Objective: The Impact Factor (IF) has received virtually no attention in the psychiat ric literature, despite its long-term use, expanding influence and evidence of misapplication. We examine the IF’s validity as a measure of a paper’s scientific worth, and consider alternative ways to conduct such an appraisal.
Method: We explored medical databases and websites, and conferred with acknowledged experts on the subject.
Results: Irremediable problems, both conceptual and technical, make the IF a flawed measure. The notion that citations vouch for the quality of an article is questionable. Moreover, the IF’s vulnerability to misuse in domains such as academic promotion and research grant assessment is a serious development.

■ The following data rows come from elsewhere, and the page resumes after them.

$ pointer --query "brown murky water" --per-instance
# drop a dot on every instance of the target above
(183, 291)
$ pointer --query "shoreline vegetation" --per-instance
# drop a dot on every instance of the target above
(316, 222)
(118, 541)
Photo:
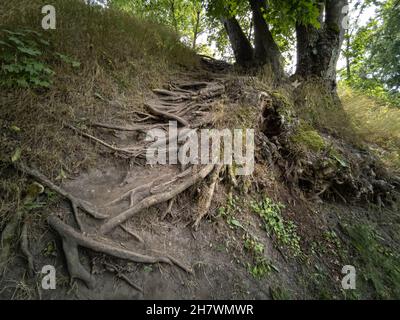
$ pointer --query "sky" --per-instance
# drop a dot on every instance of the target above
(362, 21)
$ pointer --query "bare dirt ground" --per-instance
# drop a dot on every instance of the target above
(127, 228)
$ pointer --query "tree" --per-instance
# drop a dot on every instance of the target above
(373, 51)
(319, 27)
(318, 49)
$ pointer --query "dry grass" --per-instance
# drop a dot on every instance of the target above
(377, 124)
(121, 59)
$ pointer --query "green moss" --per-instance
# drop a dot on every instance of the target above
(285, 106)
(307, 137)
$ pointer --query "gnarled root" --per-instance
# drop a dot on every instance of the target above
(25, 249)
(75, 202)
(72, 239)
(155, 199)
(206, 196)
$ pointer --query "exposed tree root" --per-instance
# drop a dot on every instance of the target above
(25, 249)
(142, 128)
(147, 202)
(133, 234)
(72, 239)
(75, 202)
(166, 115)
(120, 275)
(10, 232)
(128, 152)
(206, 196)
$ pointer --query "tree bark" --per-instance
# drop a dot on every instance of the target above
(266, 49)
(241, 46)
(196, 30)
(318, 50)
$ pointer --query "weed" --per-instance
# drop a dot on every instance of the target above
(260, 266)
(279, 293)
(283, 230)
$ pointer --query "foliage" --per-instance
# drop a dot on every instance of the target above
(22, 59)
(275, 224)
(376, 122)
(186, 17)
(372, 54)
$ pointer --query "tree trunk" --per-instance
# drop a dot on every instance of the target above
(196, 30)
(266, 50)
(318, 50)
(241, 46)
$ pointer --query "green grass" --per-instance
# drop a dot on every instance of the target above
(283, 230)
(376, 123)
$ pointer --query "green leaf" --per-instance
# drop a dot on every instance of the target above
(15, 128)
(30, 51)
(236, 223)
(17, 155)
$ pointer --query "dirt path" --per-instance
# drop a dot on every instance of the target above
(143, 215)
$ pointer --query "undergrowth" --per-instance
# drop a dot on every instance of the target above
(283, 230)
(376, 123)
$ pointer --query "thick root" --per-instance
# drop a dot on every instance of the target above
(206, 197)
(155, 199)
(76, 203)
(72, 239)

Conclusion: The IF (and all measures derived from it) should be abandoned. A ‘return to basics’ in evaluating published work is overdue. As seductive as a simple formula is to assess quality, shortcuts are unavailable and unlikely to be useful. Publishing a short-list of papers annually, judged as objectively as possible by peers to merit special attention, may be a more meaningful option. Conceivably, every psychiatric journal could participate in this cyclical exercise, leading to a ‘grand short-list’. This could be made readily available to all professionals, both researchers and clinicians, by being posted on a suitable website. Since peer review has a long-standing role in scientific publishing, our proposal is essentially an extension of that process.